Em uma análise retrospectiva, a historiadora de arte Katerina Vatsella agrupa a obra de Tomma em alguns eixos principais. Seu início, no final dos anos 1950 e o começo dos 60, é dedicado às experimentações linguísticas, partituras para dizer consoantes, sílabas ou palavras, dizer seu próprio nome, dizer o nome de outra pessoa. E, na etapa seguinte, ela combina essas articulações com ações simples: apertar as mãos, caminhar, comer e beber, ficar em silêncio juntos. Para essas ações, ela desenha alguns sinais de instrução característicos (como você pode ver no verso deste cartaz) e alinha todos os elementos de acordo com seu senso de som e dinâmica rítmica. A maioria dessas instruções e jogos é composta para pequenos grupos, algumas para uma experiência individual. E outros trabalhos são site-specific: em certas escadas, na praia, na grama. Os anos 1970 e 80 são marcados pela invenção de diferentes formatos de livros para serem lidos simultaneamente por mais de um leitor.


Tomma Galonska, artista do teatro e filha de Tomma Wember, reflete sobre sua mãe artista, e diz que ela buscava criar padrões de comunicação, com o mundo e as pessoas ao redor, com a pessoa ao seu lado, com a natureza, com o cotidiano. Conectando com o mundo, não o descrevendo. Em relação ao seu trabalho, pode-se dizer que, através da combinação de linguagem e cenários de ação, Tomma procurou construir um novo espaço de expressão. Em seus jogos, não havia a ideia de ganhadores ou perdedores. Seu fio condutor é a ação compartilhada, a experiência compartilhada. Em seus conceitos de leitura, tudo, inclusive o virar das páginas, torna-se um elemento de ação compartilhado.

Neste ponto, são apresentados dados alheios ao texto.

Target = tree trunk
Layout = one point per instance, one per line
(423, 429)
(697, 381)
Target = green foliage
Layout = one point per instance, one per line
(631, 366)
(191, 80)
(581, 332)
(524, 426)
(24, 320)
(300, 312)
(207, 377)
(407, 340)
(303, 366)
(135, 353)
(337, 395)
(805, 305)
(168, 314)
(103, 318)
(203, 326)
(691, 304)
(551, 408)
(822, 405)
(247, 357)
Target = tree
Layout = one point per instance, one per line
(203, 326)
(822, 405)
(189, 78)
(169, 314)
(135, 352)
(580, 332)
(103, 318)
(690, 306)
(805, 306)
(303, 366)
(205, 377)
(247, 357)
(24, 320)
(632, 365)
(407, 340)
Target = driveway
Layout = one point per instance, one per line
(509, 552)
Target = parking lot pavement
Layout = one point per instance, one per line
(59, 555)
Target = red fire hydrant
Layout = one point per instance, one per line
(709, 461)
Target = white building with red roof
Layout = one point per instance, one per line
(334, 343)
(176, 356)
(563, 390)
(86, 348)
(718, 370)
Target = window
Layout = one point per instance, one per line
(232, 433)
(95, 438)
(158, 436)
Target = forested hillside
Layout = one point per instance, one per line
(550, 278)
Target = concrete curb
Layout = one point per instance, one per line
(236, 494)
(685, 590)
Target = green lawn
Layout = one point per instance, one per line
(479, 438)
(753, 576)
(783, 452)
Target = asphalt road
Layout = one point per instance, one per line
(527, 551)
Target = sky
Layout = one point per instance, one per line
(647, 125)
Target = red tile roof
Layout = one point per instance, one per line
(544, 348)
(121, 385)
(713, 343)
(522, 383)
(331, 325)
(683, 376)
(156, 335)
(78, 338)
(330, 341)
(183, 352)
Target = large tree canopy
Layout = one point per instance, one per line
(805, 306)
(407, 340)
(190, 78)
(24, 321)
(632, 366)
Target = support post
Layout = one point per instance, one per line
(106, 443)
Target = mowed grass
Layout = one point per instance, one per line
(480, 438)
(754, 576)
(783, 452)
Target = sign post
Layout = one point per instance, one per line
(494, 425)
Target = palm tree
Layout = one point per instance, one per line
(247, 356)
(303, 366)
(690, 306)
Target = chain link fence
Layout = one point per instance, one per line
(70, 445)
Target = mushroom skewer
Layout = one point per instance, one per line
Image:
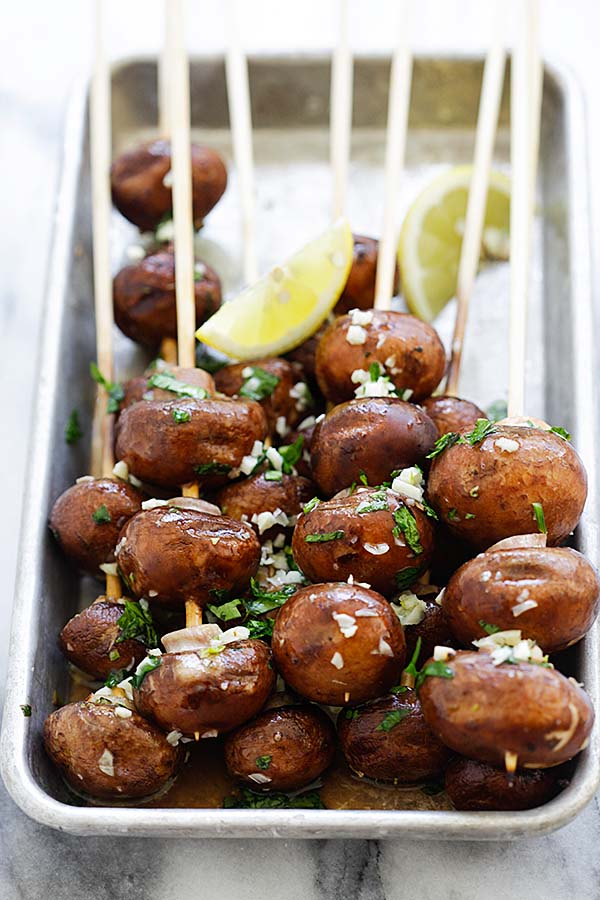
(449, 412)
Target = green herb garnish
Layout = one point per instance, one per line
(115, 391)
(213, 468)
(73, 432)
(406, 524)
(247, 799)
(561, 432)
(273, 475)
(101, 515)
(489, 629)
(442, 443)
(324, 537)
(538, 513)
(482, 429)
(166, 381)
(392, 719)
(264, 601)
(181, 415)
(135, 624)
(375, 503)
(259, 384)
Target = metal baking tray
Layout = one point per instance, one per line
(290, 99)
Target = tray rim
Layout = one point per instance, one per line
(14, 763)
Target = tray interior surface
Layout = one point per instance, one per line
(290, 103)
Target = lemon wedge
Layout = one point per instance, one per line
(431, 237)
(287, 305)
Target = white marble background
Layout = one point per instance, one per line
(43, 47)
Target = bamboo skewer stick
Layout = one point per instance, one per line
(525, 114)
(341, 110)
(181, 163)
(100, 152)
(179, 104)
(397, 126)
(240, 118)
(487, 124)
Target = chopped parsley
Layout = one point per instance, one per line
(442, 443)
(392, 719)
(376, 503)
(213, 468)
(273, 475)
(561, 432)
(115, 391)
(135, 624)
(115, 678)
(323, 537)
(147, 665)
(248, 799)
(166, 381)
(264, 601)
(259, 384)
(101, 515)
(484, 428)
(73, 432)
(260, 629)
(406, 577)
(433, 670)
(227, 611)
(406, 524)
(538, 514)
(489, 629)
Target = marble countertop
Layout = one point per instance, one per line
(43, 50)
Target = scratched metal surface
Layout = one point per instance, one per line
(290, 100)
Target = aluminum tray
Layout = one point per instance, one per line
(290, 99)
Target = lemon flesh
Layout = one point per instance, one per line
(431, 237)
(287, 305)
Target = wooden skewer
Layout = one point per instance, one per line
(487, 124)
(240, 118)
(181, 163)
(100, 152)
(397, 126)
(179, 104)
(341, 111)
(525, 118)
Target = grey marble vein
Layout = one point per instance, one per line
(43, 49)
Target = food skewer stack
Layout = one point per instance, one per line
(302, 576)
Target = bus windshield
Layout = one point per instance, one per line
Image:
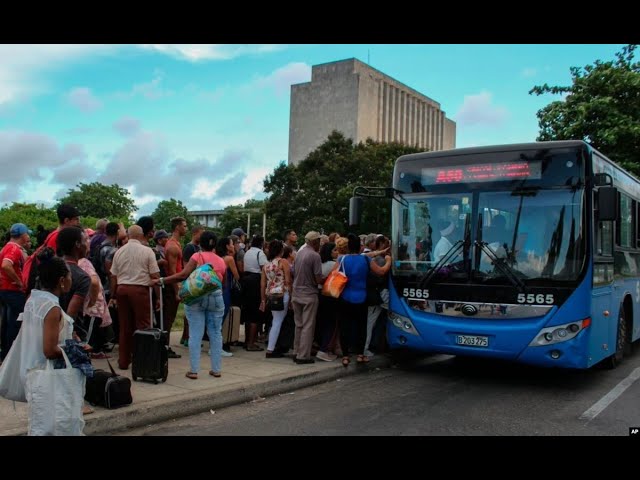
(534, 234)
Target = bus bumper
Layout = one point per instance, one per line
(443, 339)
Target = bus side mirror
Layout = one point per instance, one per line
(355, 211)
(607, 204)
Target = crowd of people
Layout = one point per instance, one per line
(97, 286)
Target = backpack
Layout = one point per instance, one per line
(97, 261)
(30, 268)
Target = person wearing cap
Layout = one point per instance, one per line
(447, 235)
(12, 291)
(352, 306)
(291, 239)
(68, 215)
(175, 263)
(97, 237)
(305, 299)
(240, 247)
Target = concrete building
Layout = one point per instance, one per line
(206, 218)
(361, 102)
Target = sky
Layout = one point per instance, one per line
(205, 124)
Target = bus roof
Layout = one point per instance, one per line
(495, 148)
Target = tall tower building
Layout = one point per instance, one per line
(361, 102)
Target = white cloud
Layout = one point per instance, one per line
(282, 78)
(199, 52)
(22, 66)
(82, 98)
(31, 158)
(127, 126)
(478, 109)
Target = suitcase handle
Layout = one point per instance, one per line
(113, 372)
(161, 309)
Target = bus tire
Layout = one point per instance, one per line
(622, 341)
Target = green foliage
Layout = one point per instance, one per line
(601, 107)
(101, 201)
(314, 195)
(235, 216)
(166, 210)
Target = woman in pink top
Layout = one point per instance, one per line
(207, 311)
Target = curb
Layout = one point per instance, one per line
(155, 411)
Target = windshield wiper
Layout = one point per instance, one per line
(451, 253)
(502, 265)
(464, 244)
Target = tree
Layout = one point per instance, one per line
(235, 216)
(101, 201)
(601, 107)
(166, 210)
(314, 195)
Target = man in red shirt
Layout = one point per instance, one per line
(67, 216)
(12, 258)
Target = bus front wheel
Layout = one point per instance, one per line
(622, 341)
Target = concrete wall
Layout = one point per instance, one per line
(362, 102)
(449, 134)
(329, 102)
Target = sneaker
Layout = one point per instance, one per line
(172, 354)
(99, 356)
(325, 357)
(304, 361)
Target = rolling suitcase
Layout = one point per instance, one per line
(108, 390)
(231, 327)
(150, 350)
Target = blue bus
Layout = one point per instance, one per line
(528, 253)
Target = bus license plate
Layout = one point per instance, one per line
(472, 341)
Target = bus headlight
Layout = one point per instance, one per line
(559, 333)
(403, 323)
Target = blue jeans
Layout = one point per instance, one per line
(13, 306)
(206, 311)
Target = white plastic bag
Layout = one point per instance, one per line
(11, 381)
(55, 400)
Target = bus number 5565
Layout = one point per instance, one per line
(415, 293)
(539, 299)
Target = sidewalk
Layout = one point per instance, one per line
(246, 376)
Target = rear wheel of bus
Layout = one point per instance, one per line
(623, 346)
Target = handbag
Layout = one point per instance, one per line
(336, 281)
(236, 293)
(275, 303)
(203, 280)
(55, 398)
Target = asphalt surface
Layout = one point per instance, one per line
(439, 395)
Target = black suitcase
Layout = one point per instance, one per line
(108, 390)
(150, 350)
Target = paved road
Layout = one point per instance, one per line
(439, 395)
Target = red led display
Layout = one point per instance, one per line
(487, 172)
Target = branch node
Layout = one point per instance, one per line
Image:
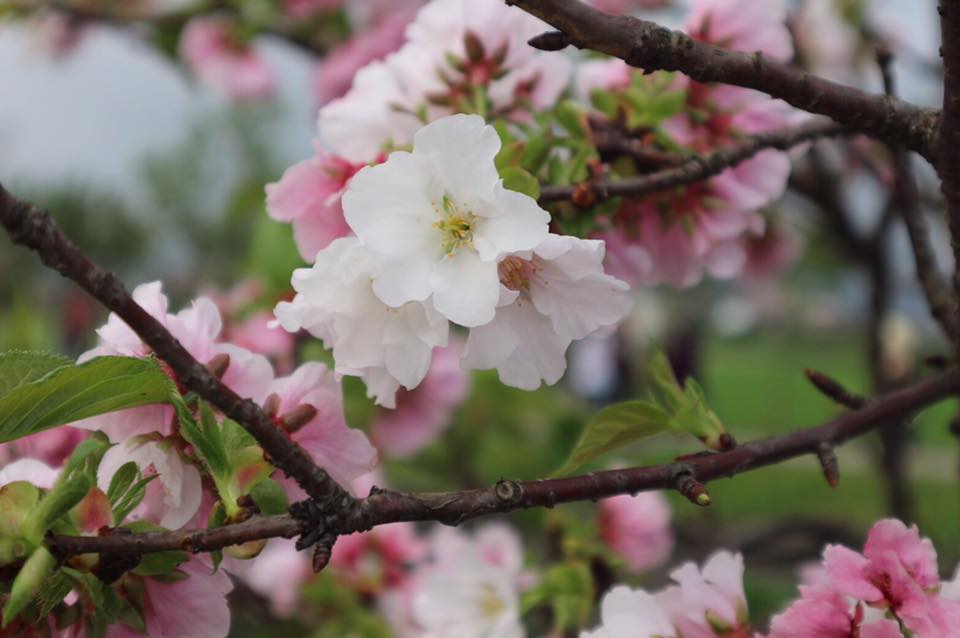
(833, 390)
(687, 484)
(550, 41)
(508, 491)
(829, 463)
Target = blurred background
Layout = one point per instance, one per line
(158, 177)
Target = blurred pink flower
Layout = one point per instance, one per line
(377, 560)
(277, 574)
(194, 607)
(197, 328)
(897, 570)
(743, 26)
(709, 601)
(51, 446)
(173, 498)
(422, 413)
(770, 254)
(255, 333)
(637, 528)
(307, 8)
(308, 195)
(333, 75)
(308, 406)
(826, 613)
(221, 60)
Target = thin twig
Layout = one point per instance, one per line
(383, 507)
(33, 228)
(651, 47)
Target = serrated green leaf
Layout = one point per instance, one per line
(18, 368)
(517, 179)
(131, 499)
(568, 589)
(74, 392)
(17, 499)
(269, 497)
(614, 427)
(156, 564)
(28, 582)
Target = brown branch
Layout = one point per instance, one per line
(652, 47)
(907, 198)
(33, 228)
(452, 508)
(948, 138)
(696, 168)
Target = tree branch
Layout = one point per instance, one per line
(694, 169)
(651, 47)
(452, 508)
(948, 138)
(33, 228)
(907, 197)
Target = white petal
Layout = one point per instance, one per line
(390, 207)
(522, 226)
(462, 149)
(466, 289)
(400, 281)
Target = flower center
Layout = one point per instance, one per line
(515, 272)
(491, 604)
(456, 227)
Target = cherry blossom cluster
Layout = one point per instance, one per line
(891, 590)
(711, 227)
(439, 239)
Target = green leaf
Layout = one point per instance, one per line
(131, 498)
(54, 505)
(121, 481)
(28, 582)
(615, 427)
(73, 392)
(20, 367)
(517, 179)
(571, 117)
(269, 497)
(568, 589)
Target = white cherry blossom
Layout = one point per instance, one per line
(439, 219)
(628, 613)
(173, 497)
(386, 346)
(549, 297)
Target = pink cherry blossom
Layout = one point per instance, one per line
(194, 607)
(897, 570)
(333, 75)
(277, 574)
(306, 8)
(173, 498)
(470, 587)
(422, 413)
(380, 559)
(30, 470)
(307, 404)
(197, 328)
(707, 601)
(826, 613)
(308, 196)
(51, 446)
(220, 59)
(637, 528)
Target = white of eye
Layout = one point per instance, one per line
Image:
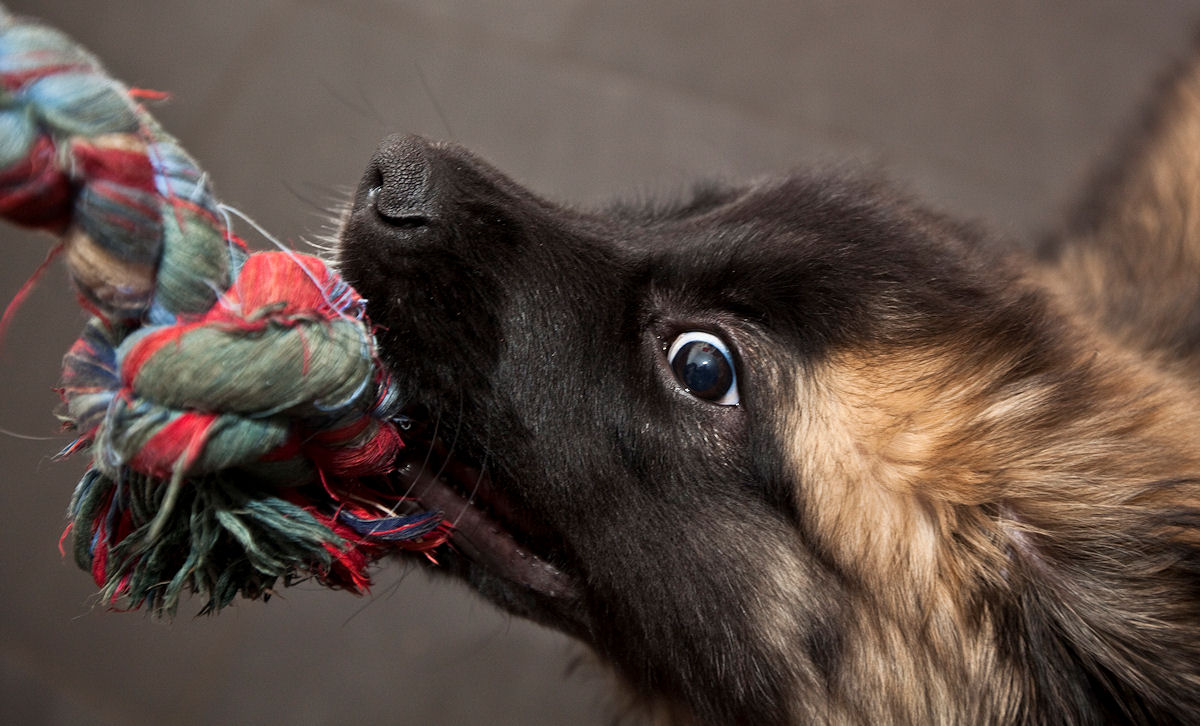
(703, 365)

No entanto, todos esses trabalhos foram criados e circularam em um contexto-vida: como artista, fez pouquíssimas aparições públicas desde o início dos anos 1960. Na maioria das vezes, seu público era composto por artistas-amigos da família e os seus filhos eram quase sempre os primeiros a testar os jogos-trabalho. O reconhecimento artístico de Tomma junto a um público maior só se daria aos 83 anos, fruto do encontro com Katerina Vatsella e de uma exposição organizada por ambas em 2002, na Kunsthalle Bremen.


E, assim, se traça um círculo, o princípio da ação compartilhada, se espelha nas muitas caixas e fichários, que, quando guardadas, tornaram-se uma espécie de arquivo com adição de outros trabalhos ou informações sobre o artista. Um exemplo é a caixa-catálogo de Hanne Darboven presente nesta exposição, onde encontrei: o bulletin n. 28, trabalho da artista a convite do projeto Art & Project; um convite de exposição; um recorte de jornal; um sachê de açúcar da marca “Darboven Kaffee”. A mesma caixa/fichário costuma ser sempre diferente, algumas por adições, outras por subtrações, transformadas pelas mãos que a portaram algum dia.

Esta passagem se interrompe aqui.